In [1]:
import os
import time
import numpy as np
import gym
from collections import OrderedDict
import pickle
import torch
import torch.nn.functional as F
import matplotlib.pyplot as plt

%load_ext tensorboard
%matplotlib notebook

In [2]:
###########################
# placeholder for parameter
###########################

logdir = "./logs/demo4"

params = {
    "expert_policy_file": "cs285/policies/experts/Humanoid.pkl",
    "expert_data": "cs285/expert_data/expert_data_Humanoid-v2.pkl",
    "env_name": "Humanoid-v2",
    "exp_name": "test_bc_humanoid",
    "do_dagger": False,
    "num_agent_train_steps_per_iter": 1000,
    "n_iter": 1,
    "batch_size": 1000,
    "eval_batch_size": 5000,
    "train_batch_size":100,
    "n_layers": 2,
    "size": 64,
    "learning_rate": 5e-3,
    "video_log_freq": 5,
    "scalar_log_freq": 1,
    "use_gpu": True,
    "which_gpu":0,
    "max_replay_buffer_size":1000000,
    "seed":1,
    "logdir":logdir
}

agent_params = {
            'n_layers': params['n_layers'],
            'size': params['size'],
            'learning_rate': params['learning_rate'],
            'max_replay_buffer_size': params['max_replay_buffer_size'],
            }

params['agent_params'] = agent_params

# params for saving rollout videos to tensorboard
MAX_NVIDEO = 2
MAX_VIDEO_LEN = 40

log_video = True
log_metric = True

In [3]:
# Make the gym environment
seed = params['seed']
env = gym.make(params['env_name'])
env.seed(seed)

# Maximum length for episodes
params['ep_len'] = env.spec.max_episode_steps

# Is this env continuous, or self.discrete?
discrete = isinstance(env.action_space, gym.spaces.Discrete)
params['agent_params']['discrete'] = discrete

# Observation and action sizes
ob_dim = env.observation_space.shape[0]
ac_dim = env.action_space.n if discrete else env.action_space.shape[0]
params['agent_params']['ac_dim'] = ac_dim
params['agent_params']['ob_dim'] = ob_dim

fps = env.env.metadata['video.frames_per_second']

In [4]:
env.reset()
env.step(1)[0].shape

(376,)

In [4]:
##Perhaps a deque is better
##This function organise replay buffer for SARS

class ReplayBuffer(object):

    def __init__(self, max_size=1000000):

        self.max_size = max_size

        # store each rollout
        self.paths = []

        # store (concatenated) component arrays from each rollout
        self.obs = None
        self.acs = None
        self.rews = None
        self.next_obs = None
        self.terminals = None

    def __len__(self):
        if self.obs:
            return self.obs.shape[0]
        else:
            return 0

    def add_rollouts(self, paths, concat_rew=True):

        # add new rollouts into our list of rollouts
        for path in paths:
            self.paths.append(path)

        # convert new rollouts into their component arrays, and append them onto our arrays
        observations, actions, rewards, next_observations, terminals = self.convert_listofrollouts(paths, concat_rew)
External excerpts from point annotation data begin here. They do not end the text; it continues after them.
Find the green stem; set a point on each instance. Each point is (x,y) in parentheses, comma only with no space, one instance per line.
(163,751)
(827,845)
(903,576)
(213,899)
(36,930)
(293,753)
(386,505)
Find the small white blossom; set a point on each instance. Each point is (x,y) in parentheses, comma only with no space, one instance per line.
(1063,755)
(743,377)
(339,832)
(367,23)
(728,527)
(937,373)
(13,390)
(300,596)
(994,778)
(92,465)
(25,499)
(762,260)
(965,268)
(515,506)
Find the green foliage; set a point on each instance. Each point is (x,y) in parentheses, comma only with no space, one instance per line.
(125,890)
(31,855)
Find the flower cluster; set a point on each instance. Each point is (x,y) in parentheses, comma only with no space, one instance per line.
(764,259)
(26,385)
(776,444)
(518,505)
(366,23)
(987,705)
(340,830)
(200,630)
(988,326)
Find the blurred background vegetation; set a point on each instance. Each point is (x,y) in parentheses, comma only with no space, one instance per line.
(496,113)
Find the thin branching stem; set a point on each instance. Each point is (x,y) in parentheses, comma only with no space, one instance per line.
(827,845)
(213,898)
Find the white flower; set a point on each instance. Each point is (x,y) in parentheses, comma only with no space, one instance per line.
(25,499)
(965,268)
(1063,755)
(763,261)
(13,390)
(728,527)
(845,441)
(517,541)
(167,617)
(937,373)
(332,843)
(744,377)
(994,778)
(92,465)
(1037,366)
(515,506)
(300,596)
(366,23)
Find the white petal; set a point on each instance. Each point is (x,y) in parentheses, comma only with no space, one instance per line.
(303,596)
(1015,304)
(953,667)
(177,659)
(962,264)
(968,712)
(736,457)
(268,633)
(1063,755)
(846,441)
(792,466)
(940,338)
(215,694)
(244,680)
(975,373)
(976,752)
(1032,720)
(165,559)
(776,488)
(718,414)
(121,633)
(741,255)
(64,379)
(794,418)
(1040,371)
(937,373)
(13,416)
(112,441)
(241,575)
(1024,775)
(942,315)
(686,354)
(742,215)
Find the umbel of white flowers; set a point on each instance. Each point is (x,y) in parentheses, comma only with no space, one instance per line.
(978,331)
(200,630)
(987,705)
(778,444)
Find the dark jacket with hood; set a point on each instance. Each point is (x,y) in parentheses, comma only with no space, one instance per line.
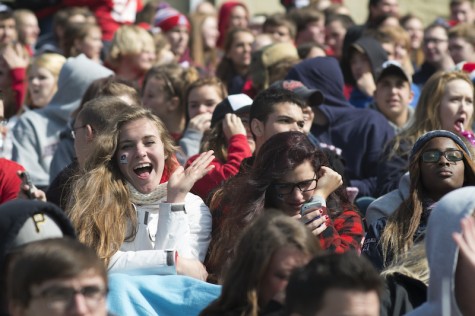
(360,133)
(376,57)
(13,215)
        if self.obs is None:
            self.obs = observations[-self.max_size:]
            self.acs = actions[-self.max_size:]
            self.rews = rewards[-self.max_size:]
            self.next_obs = next_observations[-self.max_size:]
            self.terminals = terminals[-self.max_size:]
        else:
            self.obs = np.concatenate([self.obs, observations])[-self.max_size:]
            self.acs = np.concatenate([self.acs, actions])[-self.max_size:]
            if concat_rew:
                self.rews = np.concatenate([self.rews, rewards])[-self.max_size:]
            else:
                if isinstance(rewards, list):
                    self.rews += rewards
                else:
                    self.rews.append(rewards)
                self.rews = self.rews[-self.max_size:]
            self.next_obs = np.concatenate([self.next_obs, next_observations])[-self.max_size:]
            self.terminals = np.concatenate([self.terminals, terminals])[-self.max_size:]
            
    def convert_listofrollouts(self, paths, concat_rew=True):
        """
            Take a list of rollout dictionaries
            and return separate arrays,
            where each array is a concatenation of that array from across the rollouts
        """
        observations = np.concatenate([path["observation"] for path in paths])
        actions = np.concatenate([path["action"] for path in paths])
        if concat_rew:
            rewards = np.concatenate([path["reward"] for path in paths])
        else:
            rewards = [path["reward"] for path in paths]
        next_observations = np.concatenate([path["next_observation"] for path in paths])
        terminals = np.concatenate([path["terminal"] for path in paths])
        return observations, actions, rewards, next_observations, terminals

    ########################################
    ########################################

    def sample_random_data(self, batch_size):
        assert self.obs.shape[0] == self.acs.shape[0] == self.rews.shape[0] == self.next_obs.shape[0] == self.terminals.shape[0]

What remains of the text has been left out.